For this columnist, it has been an entertaining ride, with the franchise story always providing good copy. However, for passengers the results have been mixed. There have been several terrible franchises such as the two run by the structurally incompetent Connex, Go-Via’s Thameslink with its awful trains and neglected air, and Virgin West Coast which despite the impressive increase in passenger numbers, had horrible cramped rolling stock that stank throughout the whole of its tenure. Many of the bus bandits were clearly in it for the short term while FirstGroup milked Great Western with little regard for passenger needs. There were others that were more successful, notably the various incumbents on the East Coast and East Midlands, and TransPennine which, though, should not have been carved out of the Northern franchises.

However, little of what they did was responsible for the huge increase in passenger numbers over the years, nor, overall, was their performance better than that of British Rail – the best may have been slightly better, and vice versa, but the lack of a clear aim undermined the whole process. So the next Wolmar question is: ‘…  – answers on an email please.

 

 

Ticket please?

 

I have taken about a dozen return journeys since lockdown eased on services provided by a variety of TOCs – Great Western, Southern, Thameslink, South Western, Anglia – and none of these trips have I been asked to show a ticket on board. On several occasions, it would have been quite possible to make the journey without paying.

Annoyed by a bunch of youths who were using First Class on a Thameslink train as a noisy playground, I tweeted out that the railway had become a free service and that many people were beginning to realise that. The response was interesting. Several people agreed with me, with their own experiences matching mind. Others, notably those who had travelled on TransPennine, East Midlands and LNER, said that they had been subjected to ticket checks on board. A South Western conductor informed me that he was checking and selling tickets but interestingly told me that some guards were not ‘commercially-trained’ and therefore were not able to check tickets, something I had not realised. On several journeys on SWR, admittedly at weekends, have not seen a single on board inspector.

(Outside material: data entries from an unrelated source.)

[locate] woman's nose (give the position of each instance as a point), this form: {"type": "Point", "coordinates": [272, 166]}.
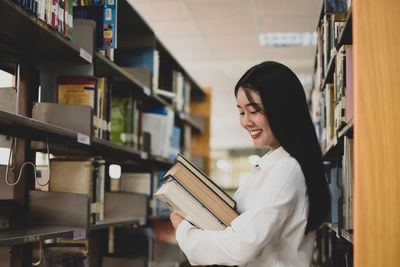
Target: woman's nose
{"type": "Point", "coordinates": [247, 121]}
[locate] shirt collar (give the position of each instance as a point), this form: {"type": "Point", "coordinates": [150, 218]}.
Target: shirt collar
{"type": "Point", "coordinates": [271, 156]}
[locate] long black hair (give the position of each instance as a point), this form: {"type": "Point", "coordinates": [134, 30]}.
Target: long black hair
{"type": "Point", "coordinates": [286, 108]}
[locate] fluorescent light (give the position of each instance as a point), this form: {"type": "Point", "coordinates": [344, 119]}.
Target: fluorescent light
{"type": "Point", "coordinates": [288, 39]}
{"type": "Point", "coordinates": [114, 171]}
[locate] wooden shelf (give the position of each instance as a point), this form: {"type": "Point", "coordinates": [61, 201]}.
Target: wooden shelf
{"type": "Point", "coordinates": [31, 129]}
{"type": "Point", "coordinates": [330, 152]}
{"type": "Point", "coordinates": [111, 223]}
{"type": "Point", "coordinates": [346, 37]}
{"type": "Point", "coordinates": [106, 68]}
{"type": "Point", "coordinates": [37, 42]}
{"type": "Point", "coordinates": [340, 233]}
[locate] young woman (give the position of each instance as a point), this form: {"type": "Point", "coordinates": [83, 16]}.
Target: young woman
{"type": "Point", "coordinates": [286, 197]}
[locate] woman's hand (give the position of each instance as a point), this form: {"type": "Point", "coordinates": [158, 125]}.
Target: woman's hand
{"type": "Point", "coordinates": [176, 218]}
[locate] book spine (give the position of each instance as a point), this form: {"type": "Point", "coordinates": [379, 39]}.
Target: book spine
{"type": "Point", "coordinates": [201, 204]}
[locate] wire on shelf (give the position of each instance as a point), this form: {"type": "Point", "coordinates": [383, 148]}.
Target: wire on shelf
{"type": "Point", "coordinates": [23, 165]}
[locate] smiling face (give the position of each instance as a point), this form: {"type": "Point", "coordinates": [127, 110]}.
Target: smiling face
{"type": "Point", "coordinates": [254, 120]}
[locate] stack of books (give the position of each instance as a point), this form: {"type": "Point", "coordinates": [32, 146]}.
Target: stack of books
{"type": "Point", "coordinates": [186, 188]}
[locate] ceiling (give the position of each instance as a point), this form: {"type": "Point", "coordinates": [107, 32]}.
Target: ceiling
{"type": "Point", "coordinates": [216, 41]}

Several respondents suggested, quite possibly accurately, that with the franchise system effectively turned into management contracts, with no revenue risk to the operators, there was less incentive for the companies to bother about revenue protection. Therefore, it is imperative that when the new ‘emergency recovery measures agreements’ emerge, there must be strict controls on ensuring that companies make strenuous efforts to collect revenue. The present hotchpotch of policies by different operating companies is not a viable policy in the long term.